When a property's current use isn't highest and best, New Jersey jurisdictions can assess and tax based on hypothetical redevelopment.
It's hard to imagine a more dystopian world than one in which governments base real estate tax upon a hypothetical use other than a property's current and actual use. Unfortunately, taxing jurisdictions in New Jersey are doing precisely that, attempting to sustain inflated property tax assessments based upon unrealized development potential.
In New Jersey, property taxation is based upon real estate's fair market value. In simple terms, fair market value is the most probable sale price that a property would fetch in an open market transaction between a willing buyer and a willing seller. But simple terms, in commercial property valuation, can be misleading.
Taxable property value should reflect the bricks and sticks of real estate. The reality is that the purchase price for an income-producing property often includes consideration for more than bricks and sticks.
Untangling a Bundle of Sticks
When income-producing properties trade, the real estate is often encumbered by leasehold interests, service contracts, management agreements, personal property and other intangible business assets. These non-real-estate components affect value for buyers and sellers, but that value is not subject to property tax. To correctly isolate the taxable property value portion of a transaction price, assessors must identify and exclude consideration paid for non-taxable intangibles.
Allocating the purchase price paid to these various interests can prove challenging, especially when the transacted property is going to be redeveloped and the sale is made subject to approvals and permitting. A change to more favorable zoning can drastically affect overall market value and shift the values a potential buyer would ascribe to a property's various tangible and intangible components.
It's exceedingly difficult to assign a monetary value to redevelopment approvals in New Jersey, as the process can be long, arduous and incredibly complex. After an applicant's initial presentation to request general development plan approval from the zoning and planning boards, the time required to put shovels in the ground varies wildly from town to town and is contingent upon the scope, scale and nature of the redevelopment.
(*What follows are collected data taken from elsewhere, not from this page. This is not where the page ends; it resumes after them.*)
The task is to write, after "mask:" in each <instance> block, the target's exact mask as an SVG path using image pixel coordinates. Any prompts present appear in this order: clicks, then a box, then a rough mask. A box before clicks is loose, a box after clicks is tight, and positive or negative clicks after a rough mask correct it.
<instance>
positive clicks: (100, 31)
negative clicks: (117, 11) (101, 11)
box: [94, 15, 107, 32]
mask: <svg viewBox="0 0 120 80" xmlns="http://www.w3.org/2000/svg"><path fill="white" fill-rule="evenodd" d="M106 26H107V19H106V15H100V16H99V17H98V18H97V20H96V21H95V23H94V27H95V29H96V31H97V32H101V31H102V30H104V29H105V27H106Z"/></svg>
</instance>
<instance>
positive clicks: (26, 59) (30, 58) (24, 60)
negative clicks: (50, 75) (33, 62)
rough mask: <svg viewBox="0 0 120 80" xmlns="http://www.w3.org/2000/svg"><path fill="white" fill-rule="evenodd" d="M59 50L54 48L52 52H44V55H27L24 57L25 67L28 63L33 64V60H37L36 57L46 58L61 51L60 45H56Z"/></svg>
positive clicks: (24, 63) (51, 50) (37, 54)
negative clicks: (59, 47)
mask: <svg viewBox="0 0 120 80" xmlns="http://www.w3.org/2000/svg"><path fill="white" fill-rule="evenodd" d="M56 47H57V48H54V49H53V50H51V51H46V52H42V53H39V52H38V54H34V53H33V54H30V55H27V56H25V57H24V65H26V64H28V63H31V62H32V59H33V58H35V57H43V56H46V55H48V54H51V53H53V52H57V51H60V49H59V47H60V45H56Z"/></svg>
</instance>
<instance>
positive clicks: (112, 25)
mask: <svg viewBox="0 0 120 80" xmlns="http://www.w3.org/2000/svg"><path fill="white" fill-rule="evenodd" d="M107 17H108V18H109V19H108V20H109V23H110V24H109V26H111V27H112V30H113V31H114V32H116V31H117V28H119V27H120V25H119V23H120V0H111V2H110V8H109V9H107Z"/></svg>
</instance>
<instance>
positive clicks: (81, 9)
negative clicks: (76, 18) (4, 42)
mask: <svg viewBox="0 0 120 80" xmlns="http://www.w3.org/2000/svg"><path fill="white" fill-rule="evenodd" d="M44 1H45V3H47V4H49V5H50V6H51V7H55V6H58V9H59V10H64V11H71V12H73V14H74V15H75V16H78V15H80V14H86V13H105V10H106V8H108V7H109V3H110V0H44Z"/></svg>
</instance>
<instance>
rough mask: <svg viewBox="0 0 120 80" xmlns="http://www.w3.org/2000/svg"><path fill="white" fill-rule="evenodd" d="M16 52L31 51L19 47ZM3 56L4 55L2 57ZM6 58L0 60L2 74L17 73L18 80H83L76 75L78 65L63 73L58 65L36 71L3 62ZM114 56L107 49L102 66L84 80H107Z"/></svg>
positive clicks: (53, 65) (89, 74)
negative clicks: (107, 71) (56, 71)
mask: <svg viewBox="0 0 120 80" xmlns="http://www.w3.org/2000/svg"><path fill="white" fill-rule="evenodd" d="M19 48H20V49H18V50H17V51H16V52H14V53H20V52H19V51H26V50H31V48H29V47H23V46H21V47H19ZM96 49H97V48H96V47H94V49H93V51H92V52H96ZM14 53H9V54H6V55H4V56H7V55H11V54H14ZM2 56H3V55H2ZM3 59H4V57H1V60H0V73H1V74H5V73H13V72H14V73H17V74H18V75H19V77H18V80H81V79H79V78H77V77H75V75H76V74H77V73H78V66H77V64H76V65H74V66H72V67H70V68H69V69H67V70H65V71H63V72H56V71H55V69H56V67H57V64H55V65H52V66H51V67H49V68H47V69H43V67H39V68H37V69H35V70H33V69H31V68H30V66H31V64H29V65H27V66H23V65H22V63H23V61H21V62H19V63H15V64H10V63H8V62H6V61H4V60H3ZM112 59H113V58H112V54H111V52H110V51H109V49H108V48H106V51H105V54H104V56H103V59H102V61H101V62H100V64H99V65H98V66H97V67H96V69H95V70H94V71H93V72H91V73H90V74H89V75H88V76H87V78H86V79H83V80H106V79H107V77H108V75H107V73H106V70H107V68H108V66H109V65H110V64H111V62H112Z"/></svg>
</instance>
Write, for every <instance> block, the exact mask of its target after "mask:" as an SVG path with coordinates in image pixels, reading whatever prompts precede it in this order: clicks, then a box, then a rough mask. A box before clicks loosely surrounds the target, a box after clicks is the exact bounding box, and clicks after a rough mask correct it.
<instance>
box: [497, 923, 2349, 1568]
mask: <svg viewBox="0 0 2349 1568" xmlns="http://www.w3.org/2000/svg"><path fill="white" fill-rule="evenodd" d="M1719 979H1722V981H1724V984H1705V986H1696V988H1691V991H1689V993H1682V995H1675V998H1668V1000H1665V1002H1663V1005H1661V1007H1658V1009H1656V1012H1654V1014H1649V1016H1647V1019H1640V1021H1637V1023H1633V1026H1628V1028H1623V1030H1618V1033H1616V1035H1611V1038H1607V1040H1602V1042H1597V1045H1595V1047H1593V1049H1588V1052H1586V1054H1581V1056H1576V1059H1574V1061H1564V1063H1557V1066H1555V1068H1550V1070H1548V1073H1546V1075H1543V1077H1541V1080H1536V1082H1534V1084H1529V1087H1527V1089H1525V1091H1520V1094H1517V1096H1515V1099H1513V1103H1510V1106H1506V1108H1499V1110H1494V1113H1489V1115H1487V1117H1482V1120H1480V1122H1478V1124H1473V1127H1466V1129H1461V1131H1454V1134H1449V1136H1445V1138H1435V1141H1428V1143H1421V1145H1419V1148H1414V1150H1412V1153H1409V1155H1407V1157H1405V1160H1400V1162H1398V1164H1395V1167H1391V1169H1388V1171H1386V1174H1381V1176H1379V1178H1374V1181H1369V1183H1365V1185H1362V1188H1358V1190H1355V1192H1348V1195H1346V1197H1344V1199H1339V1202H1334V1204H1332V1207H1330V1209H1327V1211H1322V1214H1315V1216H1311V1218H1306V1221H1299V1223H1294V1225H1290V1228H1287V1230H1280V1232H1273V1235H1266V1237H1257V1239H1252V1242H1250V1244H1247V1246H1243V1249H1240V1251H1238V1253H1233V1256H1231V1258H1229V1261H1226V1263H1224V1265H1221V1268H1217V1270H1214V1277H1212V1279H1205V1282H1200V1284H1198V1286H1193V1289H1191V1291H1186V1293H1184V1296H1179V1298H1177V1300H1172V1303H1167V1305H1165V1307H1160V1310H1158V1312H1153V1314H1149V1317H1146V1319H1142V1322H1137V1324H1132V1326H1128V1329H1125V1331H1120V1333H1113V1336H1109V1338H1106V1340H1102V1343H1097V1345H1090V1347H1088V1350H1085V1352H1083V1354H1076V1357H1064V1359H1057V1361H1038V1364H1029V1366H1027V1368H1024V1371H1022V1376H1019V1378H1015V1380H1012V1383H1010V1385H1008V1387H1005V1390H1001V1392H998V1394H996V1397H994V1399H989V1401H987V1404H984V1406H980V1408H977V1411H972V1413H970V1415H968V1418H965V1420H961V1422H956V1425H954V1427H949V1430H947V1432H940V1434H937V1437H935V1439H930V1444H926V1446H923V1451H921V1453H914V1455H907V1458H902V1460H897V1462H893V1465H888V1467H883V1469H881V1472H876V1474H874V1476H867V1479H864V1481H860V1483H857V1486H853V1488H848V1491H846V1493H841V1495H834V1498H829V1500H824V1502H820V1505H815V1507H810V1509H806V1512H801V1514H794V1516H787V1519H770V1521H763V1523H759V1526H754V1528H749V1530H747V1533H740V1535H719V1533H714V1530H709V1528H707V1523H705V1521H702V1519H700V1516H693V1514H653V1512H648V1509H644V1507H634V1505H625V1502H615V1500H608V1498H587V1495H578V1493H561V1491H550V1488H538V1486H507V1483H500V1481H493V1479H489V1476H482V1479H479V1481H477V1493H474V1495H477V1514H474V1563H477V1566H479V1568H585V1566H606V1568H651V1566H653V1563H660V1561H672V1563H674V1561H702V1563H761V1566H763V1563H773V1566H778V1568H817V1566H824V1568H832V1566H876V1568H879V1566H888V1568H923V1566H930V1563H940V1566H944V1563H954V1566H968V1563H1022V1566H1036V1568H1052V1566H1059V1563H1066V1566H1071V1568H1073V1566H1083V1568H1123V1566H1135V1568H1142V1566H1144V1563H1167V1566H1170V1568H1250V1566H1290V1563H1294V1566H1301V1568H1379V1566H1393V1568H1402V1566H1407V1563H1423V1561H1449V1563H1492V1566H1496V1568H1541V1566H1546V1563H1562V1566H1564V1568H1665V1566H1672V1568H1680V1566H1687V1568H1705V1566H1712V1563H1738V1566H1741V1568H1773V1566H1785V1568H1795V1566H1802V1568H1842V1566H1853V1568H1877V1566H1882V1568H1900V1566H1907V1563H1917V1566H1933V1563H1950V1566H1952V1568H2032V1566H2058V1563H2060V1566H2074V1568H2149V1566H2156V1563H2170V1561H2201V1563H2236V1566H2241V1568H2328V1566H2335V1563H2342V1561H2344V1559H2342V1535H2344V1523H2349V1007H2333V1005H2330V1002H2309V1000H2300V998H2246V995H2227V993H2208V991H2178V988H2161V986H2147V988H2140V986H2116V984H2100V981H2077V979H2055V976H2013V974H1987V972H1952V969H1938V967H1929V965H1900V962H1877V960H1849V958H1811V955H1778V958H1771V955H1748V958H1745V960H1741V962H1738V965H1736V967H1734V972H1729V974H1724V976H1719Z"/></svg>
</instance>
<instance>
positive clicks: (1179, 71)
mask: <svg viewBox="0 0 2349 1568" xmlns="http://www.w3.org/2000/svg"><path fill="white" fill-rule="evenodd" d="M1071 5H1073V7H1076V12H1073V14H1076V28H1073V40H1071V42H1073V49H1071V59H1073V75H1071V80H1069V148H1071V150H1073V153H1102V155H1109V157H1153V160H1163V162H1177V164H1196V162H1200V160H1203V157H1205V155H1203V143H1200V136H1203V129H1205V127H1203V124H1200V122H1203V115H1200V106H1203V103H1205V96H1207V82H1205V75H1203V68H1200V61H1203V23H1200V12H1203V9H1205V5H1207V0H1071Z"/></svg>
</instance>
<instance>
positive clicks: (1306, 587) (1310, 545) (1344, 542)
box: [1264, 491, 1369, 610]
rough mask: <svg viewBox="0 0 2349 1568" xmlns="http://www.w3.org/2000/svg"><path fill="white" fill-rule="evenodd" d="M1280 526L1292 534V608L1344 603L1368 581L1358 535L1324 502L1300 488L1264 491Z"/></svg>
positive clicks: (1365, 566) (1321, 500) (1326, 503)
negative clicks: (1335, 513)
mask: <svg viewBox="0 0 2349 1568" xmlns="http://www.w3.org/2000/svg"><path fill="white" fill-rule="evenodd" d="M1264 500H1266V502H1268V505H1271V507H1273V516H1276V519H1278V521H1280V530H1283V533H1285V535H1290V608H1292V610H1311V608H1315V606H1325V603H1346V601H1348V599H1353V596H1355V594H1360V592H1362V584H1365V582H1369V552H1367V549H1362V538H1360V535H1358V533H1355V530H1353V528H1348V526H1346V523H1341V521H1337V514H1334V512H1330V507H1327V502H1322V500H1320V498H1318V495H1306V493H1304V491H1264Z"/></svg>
Just as it's difficult for buyers and sellers to assign value to the approval process, taxing authorities face similar challenges trying to come up with fair and reasonable tax assessments for properties that are in redevelopment limbo. In valuing the real estate, they must also value the redevelopment prospects woven into the selling price like extra branches intertwined in the property's bricks and sticks.
Analyzing Highest, Best Use
Ascertaining true fair market value often requires a highest-and-best-use analysis. New Jersey jurisdictions task municipal tax assessors with assessing real estate in a manner that reflects its true fair market value at its highest and best use. This requires the sequential consideration of all possible uses for the real estate that are legally permissible, physically possible, financially feasible and maximally productive.
But just as fair market value is in a constant state of flux, so too is highest and best use a fluid concept. Changes in market conditions, economic climate, consumer trends and even local politics can impact highest and best use. Some property owners actively seek redevelopment approvals to maximize their real estate's value, but other properties sit unused or underutilized until a buyer acquires the asset for redevelopment.
Valuing Redevelopments
A fact pattern that plays out regularly in the Garden State is that a redeveloper acquires a piece of underutilized real estate for redevelopment. The "as is" purchase price is severely discounted due to the lack of market demand for the property's current use and configuration. The redeveloper is also investing time, money, and risk in applying for rezoning and redevelopment approvals.
The redeveloper invariably wants to file a property tax appeal seeking an assessment reduction based upon the discounted purchase price and the lack of market demand for the property in its current condition. But taxing jurisdictions are not so quick to concede massive tax assessment reductions under this scenario.
New Jersey caselaw enables taxing jurisdictions to argue that where there is a reasonable probability of securing a zoning change for the redevelopment, the municipal tax assessor can value the subject property under an alternative highest-and-best-use theory. In other words, if the redevelopment is imminent or a foregone conclusion, the taxing authorities can attempt to value and tax the property as if those approvals were already in place.
Reasonable Expectation
Fortunately, the courts give municipalities a relatively high bar and difficult burden of proof to sustain property valuations based upon an alternative highest and best use and the reasonable probability of securing a zoning change. The caselaw is careful to distinguish reasonably probable use cases from those that are only remotely possible, aiming to deter unbridled speculation and pie-in-the-sky redevelopment scenarios that would yield unrealistic property valuations.
Notably, the Tax Court of New Jersey has identified specific factors that impact the probability of securing a zoning change for a redevelopment. Those include: emergent trends in land use and development; market interest in the development or redevelopment of the subject property or similarly situated properties; complexity and likelihood of success in securing approvals from local zoning and planning authorities; community support for the potential redevelopment activity; regulatory restrictions at the property; and timing of approvals.
Before pursuing a property tax appeal, property owners should be mindful of highest and best use. Just as redevelopers see an opportunity to revitalize or repurpose an income-producing property, taxing jurisdictions may see an opportunity to bolster tax rolls by reassessing an underutilized asset with redevelopment potential. Understanding the legal and practical implications associated with alternative highest-and-best analysis is critical to navigating disputes and ensuring accurate valuations.